Italien debattiert über die Retter
24.000 Flüchtlinge erreichten im ersten Quartal 2017 von Libyen aus die rettende EU-Küste.
ROM. Bis zu tausend Menschen kann die „Prudence“, ein 75 Meter langes Handelsschiff, zur Not aufnehmen. Als sie dieser Tage im Hafen von Catania ankam, waren außer den Mitarbeitern von Ärzte ohne Grenzen nur sechs Leichen an Bord, die von fünf jungen Frauen und die eines Mannes. Sie waren rund 40 Seemeilen vor der libyschen Küste aus dem Meer geborgen worden. 1090 Ertrunkene wurden 2017 bislang gezählt. 2016 waren es mehr als 5000. Ärzte ohne Grenzen wünschte sich eine Pause bei den heftigen Polemiken, die gegen die Rettungsaktionen mancher NGOs erhoben werden. Gibt es Kontakte zu den Schleppern, die ihre Menschenfracht auf oft hinfälligen Booten aussetzen, bevor die derzeit acht Schiffe der NGOs die Verzweifelten retten? Verlassen Schiffe der Hilfsorganisationen die internationalen Gewässer, begeben sie sich in die libyschen Hoheitsgewässer und erleichtern so den Schleppern das Geschäft? Und schließlich: Wie finanzieren die privaten Organisationen ihre teuren Rettungsaktionen?
Belastbare Beweise gibt es nicht. Wohl aber Indizien, aufgeschnappte, schwer identifizierbare Funksprüche, angebliche Geheimdienstberichte. Gerüchte blühen. Inzwischen bemühen sich italienische Parlamentsausschüsse und drei sizilianische Staatsanwaltschaften, Licht ins Dunkel zu bringen.
Aus Frontex-Angaben geht inzwischen hervor, dass bei 90 Prozent ihrer Einsätze zur Flüchtlingsrettung die NGOs direkt die Flüchtlingsschiffe lokalisiert haben.
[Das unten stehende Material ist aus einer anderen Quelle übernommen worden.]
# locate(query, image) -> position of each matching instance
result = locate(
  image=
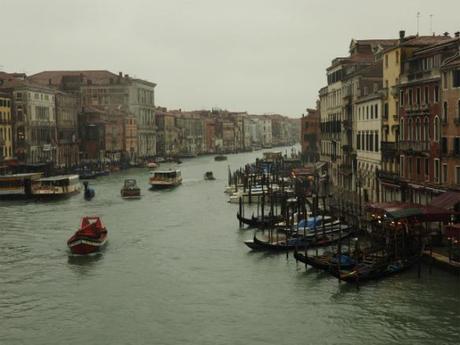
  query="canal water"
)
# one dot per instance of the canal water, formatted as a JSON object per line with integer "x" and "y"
{"x": 176, "y": 271}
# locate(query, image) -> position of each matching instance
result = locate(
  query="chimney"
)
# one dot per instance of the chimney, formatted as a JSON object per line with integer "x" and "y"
{"x": 402, "y": 33}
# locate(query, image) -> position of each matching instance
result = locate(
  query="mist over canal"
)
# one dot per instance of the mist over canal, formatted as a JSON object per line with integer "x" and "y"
{"x": 176, "y": 271}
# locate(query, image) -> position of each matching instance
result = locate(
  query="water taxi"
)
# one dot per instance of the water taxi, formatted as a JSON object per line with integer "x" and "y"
{"x": 130, "y": 190}
{"x": 18, "y": 185}
{"x": 165, "y": 179}
{"x": 91, "y": 237}
{"x": 57, "y": 186}
{"x": 209, "y": 176}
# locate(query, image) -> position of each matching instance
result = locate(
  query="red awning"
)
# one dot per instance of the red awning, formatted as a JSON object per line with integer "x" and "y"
{"x": 453, "y": 231}
{"x": 446, "y": 200}
{"x": 399, "y": 210}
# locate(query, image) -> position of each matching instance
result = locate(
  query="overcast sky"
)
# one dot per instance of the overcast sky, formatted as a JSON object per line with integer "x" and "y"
{"x": 260, "y": 56}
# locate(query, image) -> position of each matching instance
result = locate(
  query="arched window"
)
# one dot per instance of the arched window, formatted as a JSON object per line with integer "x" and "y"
{"x": 458, "y": 109}
{"x": 427, "y": 129}
{"x": 444, "y": 112}
{"x": 409, "y": 130}
{"x": 417, "y": 132}
{"x": 436, "y": 129}
{"x": 401, "y": 131}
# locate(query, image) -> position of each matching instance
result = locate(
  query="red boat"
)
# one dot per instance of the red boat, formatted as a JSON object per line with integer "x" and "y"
{"x": 90, "y": 238}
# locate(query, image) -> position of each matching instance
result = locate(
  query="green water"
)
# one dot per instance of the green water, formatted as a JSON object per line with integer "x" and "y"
{"x": 176, "y": 271}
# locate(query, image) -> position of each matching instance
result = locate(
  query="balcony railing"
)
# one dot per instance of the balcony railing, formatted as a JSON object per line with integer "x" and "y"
{"x": 387, "y": 175}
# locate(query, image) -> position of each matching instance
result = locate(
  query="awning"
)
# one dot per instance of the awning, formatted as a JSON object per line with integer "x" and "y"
{"x": 399, "y": 210}
{"x": 453, "y": 232}
{"x": 446, "y": 200}
{"x": 390, "y": 185}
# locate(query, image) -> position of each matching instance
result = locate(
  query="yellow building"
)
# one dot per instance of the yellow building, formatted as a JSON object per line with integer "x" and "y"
{"x": 393, "y": 63}
{"x": 6, "y": 130}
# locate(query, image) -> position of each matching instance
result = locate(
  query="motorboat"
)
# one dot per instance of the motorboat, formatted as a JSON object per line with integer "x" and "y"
{"x": 57, "y": 186}
{"x": 91, "y": 237}
{"x": 165, "y": 179}
{"x": 130, "y": 190}
{"x": 209, "y": 176}
{"x": 89, "y": 192}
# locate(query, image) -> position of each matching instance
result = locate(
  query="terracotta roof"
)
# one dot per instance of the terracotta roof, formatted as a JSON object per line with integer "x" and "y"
{"x": 414, "y": 41}
{"x": 96, "y": 76}
{"x": 382, "y": 42}
{"x": 451, "y": 62}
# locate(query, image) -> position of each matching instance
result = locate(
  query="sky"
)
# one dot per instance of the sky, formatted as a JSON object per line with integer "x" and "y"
{"x": 259, "y": 56}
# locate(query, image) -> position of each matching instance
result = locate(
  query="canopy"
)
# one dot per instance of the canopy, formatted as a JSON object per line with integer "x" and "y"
{"x": 398, "y": 211}
{"x": 446, "y": 200}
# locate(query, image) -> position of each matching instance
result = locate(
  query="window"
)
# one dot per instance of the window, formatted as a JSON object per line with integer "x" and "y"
{"x": 437, "y": 167}
{"x": 456, "y": 78}
{"x": 457, "y": 145}
{"x": 436, "y": 129}
{"x": 444, "y": 145}
{"x": 376, "y": 136}
{"x": 401, "y": 132}
{"x": 417, "y": 130}
{"x": 409, "y": 130}
{"x": 458, "y": 109}
{"x": 444, "y": 80}
{"x": 401, "y": 166}
{"x": 444, "y": 112}
{"x": 444, "y": 173}
{"x": 427, "y": 129}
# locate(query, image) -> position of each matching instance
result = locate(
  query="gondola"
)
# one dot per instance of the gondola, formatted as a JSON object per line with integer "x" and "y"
{"x": 326, "y": 262}
{"x": 259, "y": 222}
{"x": 292, "y": 243}
{"x": 375, "y": 269}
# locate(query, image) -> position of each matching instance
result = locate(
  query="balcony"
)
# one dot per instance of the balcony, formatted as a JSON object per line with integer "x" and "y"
{"x": 387, "y": 175}
{"x": 5, "y": 122}
{"x": 388, "y": 148}
{"x": 347, "y": 148}
{"x": 347, "y": 123}
{"x": 414, "y": 146}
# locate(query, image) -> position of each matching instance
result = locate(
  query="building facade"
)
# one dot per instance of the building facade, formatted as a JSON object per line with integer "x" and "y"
{"x": 6, "y": 128}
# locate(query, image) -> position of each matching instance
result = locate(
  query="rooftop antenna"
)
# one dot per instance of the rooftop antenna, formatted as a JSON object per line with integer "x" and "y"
{"x": 418, "y": 20}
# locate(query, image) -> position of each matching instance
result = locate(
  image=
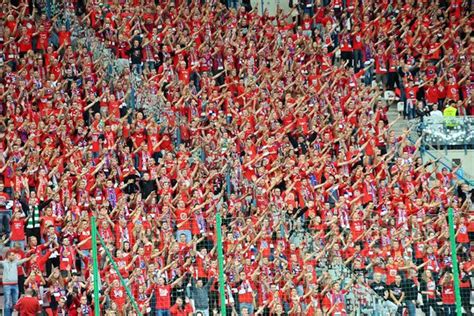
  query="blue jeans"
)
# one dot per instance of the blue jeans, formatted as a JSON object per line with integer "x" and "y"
{"x": 411, "y": 308}
{"x": 449, "y": 310}
{"x": 186, "y": 233}
{"x": 10, "y": 293}
{"x": 5, "y": 222}
{"x": 246, "y": 305}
In Libyen aktive Schlepper würden direkt die NGO-Schiffe rufen, die sich am nächsten zu Libyens Gewässern befinden würden, hieß es in dem Bericht der EU-Grenzschutzbehörde, der von der Mailänder Tageszeitung „Corriere della Sera“zitiert wurde.
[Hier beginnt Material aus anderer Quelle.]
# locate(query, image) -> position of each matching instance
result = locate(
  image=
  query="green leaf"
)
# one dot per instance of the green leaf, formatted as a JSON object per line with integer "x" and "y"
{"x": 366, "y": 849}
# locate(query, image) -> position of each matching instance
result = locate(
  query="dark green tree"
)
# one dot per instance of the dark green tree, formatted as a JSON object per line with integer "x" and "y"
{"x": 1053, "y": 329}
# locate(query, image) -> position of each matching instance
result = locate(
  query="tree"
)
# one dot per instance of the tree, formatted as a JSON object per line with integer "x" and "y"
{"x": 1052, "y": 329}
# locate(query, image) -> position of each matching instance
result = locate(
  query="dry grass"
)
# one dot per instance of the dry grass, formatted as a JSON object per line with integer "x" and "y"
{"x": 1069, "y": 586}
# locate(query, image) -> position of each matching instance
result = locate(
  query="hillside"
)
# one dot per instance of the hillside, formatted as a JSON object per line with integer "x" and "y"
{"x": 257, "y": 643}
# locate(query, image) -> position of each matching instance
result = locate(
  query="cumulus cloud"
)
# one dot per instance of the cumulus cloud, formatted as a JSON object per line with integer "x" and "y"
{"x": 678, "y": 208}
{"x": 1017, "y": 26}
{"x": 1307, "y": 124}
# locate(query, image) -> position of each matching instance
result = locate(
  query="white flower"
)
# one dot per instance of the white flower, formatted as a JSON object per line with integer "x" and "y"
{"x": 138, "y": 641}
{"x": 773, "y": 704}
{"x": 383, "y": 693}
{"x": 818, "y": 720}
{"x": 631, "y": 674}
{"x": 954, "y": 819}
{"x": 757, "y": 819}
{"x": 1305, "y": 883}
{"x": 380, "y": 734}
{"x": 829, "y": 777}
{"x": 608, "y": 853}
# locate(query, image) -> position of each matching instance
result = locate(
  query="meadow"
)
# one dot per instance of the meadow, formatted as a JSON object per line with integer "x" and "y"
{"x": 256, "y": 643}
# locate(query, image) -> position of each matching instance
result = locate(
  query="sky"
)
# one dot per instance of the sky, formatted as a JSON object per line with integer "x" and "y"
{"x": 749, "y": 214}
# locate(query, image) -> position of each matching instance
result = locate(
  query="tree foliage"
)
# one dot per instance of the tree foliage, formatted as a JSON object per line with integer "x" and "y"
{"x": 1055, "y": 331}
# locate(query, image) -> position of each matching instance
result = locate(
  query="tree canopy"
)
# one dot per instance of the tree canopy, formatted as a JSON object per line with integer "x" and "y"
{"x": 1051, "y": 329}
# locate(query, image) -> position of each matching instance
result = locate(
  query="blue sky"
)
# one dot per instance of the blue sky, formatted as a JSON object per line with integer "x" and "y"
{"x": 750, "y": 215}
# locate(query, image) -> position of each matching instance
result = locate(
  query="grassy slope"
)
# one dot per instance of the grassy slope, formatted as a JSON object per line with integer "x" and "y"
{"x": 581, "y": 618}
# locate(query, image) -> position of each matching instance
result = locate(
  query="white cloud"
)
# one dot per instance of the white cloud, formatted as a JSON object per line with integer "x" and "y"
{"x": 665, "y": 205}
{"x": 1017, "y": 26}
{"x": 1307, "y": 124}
Populistische Gruppierungen heizen derweil die Stimmung weiter an. Luigi Di Maio von der Protestbewegung Fünf Sterne wirft den NGOs „Taxi-Dienste“vor. Matteo Salvini, Chef der rechtsextremen Lega Nord, sieht Bestrebungen, durch organisierte Zuwanderung italienische Arbeitskräfte zu ersetzen. Unter den Staatsanwälten hat sich Carmelo Zuccaro aus Catania am weitesten vorgewagt und seine Vorwürfe gegen Hilfsorganisationen in Interviews und bei einer Parlamentsanhörung wiederholt. Er stützt sich auf Aussagen von Migranten und Telefonmitschnitte, räumt aber ein: „Wir haben noch keine eindeutigen Beweise.“Zuccaro vermutet auch Verbindungen zwischen Menschenhändlern und der libyschen Küstenwache. Francesco Paolo Giordano, Staatsanwalt im sizilianischen Syrakus, dagegen stellt fest: „Uns liegt nichts vor.“
Die Hilfsorganisationen weisen alle Vorwürfe empört zurück und fürchten, dass nun ihre Spendeneinnahmen sinken könnten. Die deutsche Gruppe Sea Eye, die seit April 2016 mit ihrem gleichnamigen Schiff 7499 Menschen gerettet hat, speist sich nach ihren eigenen Angaben ausschließlich aus den Spenden von etwa 1500 Menschen. Es gebe keinerlei Kontakte zu Schleusern.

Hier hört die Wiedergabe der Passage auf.